Malgré des contextes socio-économiques différents et des politiques d’immigration et d’intégration diverses, depuis les années quatre-vingt, on assiste dans les pays de l’Union européenne et aux États-Unis, à un retournement de l’image de l’immigré et du demandeur d’asile. Considéré auparavant comme une main d’œuvre bienvenue, les migrants tendent à présent à être perçus comme des criminels, des fauteurs de troubles, des fraudeurs économiques et sociaux, des terroristes, des inassimilables… Pratiquement au cœur de tous les débats politiques, ils sont transformés en une menace non seulement pour l’État mais aussi pour la société, sa sécurité et son identité.
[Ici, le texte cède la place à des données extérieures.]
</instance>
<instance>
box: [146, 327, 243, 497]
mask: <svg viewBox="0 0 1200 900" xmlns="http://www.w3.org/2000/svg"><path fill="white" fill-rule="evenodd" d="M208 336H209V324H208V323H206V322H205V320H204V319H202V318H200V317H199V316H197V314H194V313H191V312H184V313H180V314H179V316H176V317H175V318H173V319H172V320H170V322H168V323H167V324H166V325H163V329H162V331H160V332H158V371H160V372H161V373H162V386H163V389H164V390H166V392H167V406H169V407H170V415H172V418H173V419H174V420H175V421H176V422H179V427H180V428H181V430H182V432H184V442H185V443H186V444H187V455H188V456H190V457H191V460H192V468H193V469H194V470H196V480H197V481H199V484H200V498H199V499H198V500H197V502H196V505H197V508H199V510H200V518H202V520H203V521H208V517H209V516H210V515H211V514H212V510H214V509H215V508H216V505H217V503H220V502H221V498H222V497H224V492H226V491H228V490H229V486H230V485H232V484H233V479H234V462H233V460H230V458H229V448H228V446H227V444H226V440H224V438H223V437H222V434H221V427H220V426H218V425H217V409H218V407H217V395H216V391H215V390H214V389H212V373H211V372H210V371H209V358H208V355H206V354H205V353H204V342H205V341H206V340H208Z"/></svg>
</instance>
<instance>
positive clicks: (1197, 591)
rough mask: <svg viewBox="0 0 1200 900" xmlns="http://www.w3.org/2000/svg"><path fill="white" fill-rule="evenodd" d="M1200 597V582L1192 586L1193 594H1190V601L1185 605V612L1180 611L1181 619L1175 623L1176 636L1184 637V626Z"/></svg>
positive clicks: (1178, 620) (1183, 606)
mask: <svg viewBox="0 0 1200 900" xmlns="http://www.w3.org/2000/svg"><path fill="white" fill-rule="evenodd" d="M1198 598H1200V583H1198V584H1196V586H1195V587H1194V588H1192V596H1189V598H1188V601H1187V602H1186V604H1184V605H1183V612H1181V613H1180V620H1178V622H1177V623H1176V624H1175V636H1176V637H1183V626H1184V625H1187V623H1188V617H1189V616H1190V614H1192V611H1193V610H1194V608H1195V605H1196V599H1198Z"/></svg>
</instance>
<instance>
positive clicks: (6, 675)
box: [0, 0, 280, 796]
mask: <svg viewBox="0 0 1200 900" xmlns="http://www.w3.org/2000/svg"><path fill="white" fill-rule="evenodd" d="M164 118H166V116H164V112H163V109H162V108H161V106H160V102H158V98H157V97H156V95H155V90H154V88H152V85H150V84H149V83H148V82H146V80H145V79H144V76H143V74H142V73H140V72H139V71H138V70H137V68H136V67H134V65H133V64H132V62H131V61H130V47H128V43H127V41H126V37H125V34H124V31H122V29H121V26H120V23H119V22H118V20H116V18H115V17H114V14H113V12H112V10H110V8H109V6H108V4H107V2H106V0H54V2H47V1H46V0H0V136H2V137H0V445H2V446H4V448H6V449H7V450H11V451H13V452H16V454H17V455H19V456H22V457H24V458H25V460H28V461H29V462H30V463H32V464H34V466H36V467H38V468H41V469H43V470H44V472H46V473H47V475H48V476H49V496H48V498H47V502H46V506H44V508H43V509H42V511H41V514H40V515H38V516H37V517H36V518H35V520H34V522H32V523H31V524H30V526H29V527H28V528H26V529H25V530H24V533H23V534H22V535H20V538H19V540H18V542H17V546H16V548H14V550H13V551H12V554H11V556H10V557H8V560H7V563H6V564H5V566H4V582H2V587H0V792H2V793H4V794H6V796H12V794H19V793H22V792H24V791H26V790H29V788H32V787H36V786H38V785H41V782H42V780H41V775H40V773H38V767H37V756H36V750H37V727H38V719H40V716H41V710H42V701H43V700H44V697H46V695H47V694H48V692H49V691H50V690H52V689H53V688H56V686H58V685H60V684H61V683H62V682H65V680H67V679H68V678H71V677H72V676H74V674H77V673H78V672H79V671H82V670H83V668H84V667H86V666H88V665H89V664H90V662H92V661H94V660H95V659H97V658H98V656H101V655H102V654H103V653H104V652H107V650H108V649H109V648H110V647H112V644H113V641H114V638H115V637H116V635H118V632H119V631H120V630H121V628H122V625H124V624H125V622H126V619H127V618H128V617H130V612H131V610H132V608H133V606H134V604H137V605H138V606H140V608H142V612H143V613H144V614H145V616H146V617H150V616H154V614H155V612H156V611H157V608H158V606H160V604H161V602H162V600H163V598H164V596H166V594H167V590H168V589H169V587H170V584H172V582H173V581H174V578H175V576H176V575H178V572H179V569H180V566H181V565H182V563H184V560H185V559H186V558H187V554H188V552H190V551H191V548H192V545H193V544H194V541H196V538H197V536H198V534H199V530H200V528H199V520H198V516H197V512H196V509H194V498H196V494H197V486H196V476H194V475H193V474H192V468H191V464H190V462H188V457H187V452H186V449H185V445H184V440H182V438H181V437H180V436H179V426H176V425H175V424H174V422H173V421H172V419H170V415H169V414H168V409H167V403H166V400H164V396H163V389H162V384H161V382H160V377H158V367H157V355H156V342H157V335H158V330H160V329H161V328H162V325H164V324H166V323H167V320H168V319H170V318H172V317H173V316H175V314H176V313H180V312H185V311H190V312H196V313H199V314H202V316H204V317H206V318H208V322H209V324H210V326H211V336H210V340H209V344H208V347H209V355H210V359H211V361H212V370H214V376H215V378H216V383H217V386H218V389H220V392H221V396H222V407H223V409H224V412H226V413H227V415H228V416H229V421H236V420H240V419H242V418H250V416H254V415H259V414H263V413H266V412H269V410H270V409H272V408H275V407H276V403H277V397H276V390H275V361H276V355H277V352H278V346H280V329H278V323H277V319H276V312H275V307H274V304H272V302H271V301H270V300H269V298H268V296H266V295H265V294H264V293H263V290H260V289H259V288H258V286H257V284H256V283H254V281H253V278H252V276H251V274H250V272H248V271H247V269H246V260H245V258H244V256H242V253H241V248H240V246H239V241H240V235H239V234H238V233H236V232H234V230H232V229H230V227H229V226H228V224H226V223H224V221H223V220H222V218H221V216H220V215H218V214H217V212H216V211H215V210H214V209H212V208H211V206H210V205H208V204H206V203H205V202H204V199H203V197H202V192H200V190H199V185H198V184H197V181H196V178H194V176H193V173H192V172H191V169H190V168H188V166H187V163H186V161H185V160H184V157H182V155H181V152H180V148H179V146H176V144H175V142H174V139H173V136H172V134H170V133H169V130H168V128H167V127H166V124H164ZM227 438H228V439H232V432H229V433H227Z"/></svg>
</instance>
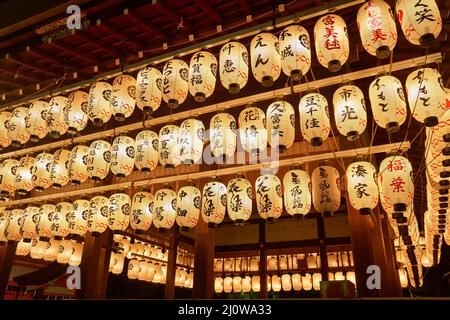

Pourquoi lie-t-on l’immigration (en l’érigeant parfois au rang de « problème numéro un » de la société), aux questions de chômage, de pauvreté, d’exclusion, de discrimination et de racisme qui, ayant ainsi trouvé une « cause », finissent par être acceptées comme des choses inhérentes à l’ordre naturel ? Pourquoi, à l’instar de la France où, depuis 1982, la législation sur l’immigration a été modifié des dizaines de fois, ce thème capte-t-il toujours l’attention et ne disparaît-t-il pas du débat politique ? Depuis et jusqu’à nos jours, c’est l’immigration qui devient le catalyseur censé résumer les problèmes actuels, laissant de côté les analyses économiques, sociales et culturelles, elle n’est plus appréhendée que sous l’angle quasi exclusif des préoccupations sécuritaires et identitaires.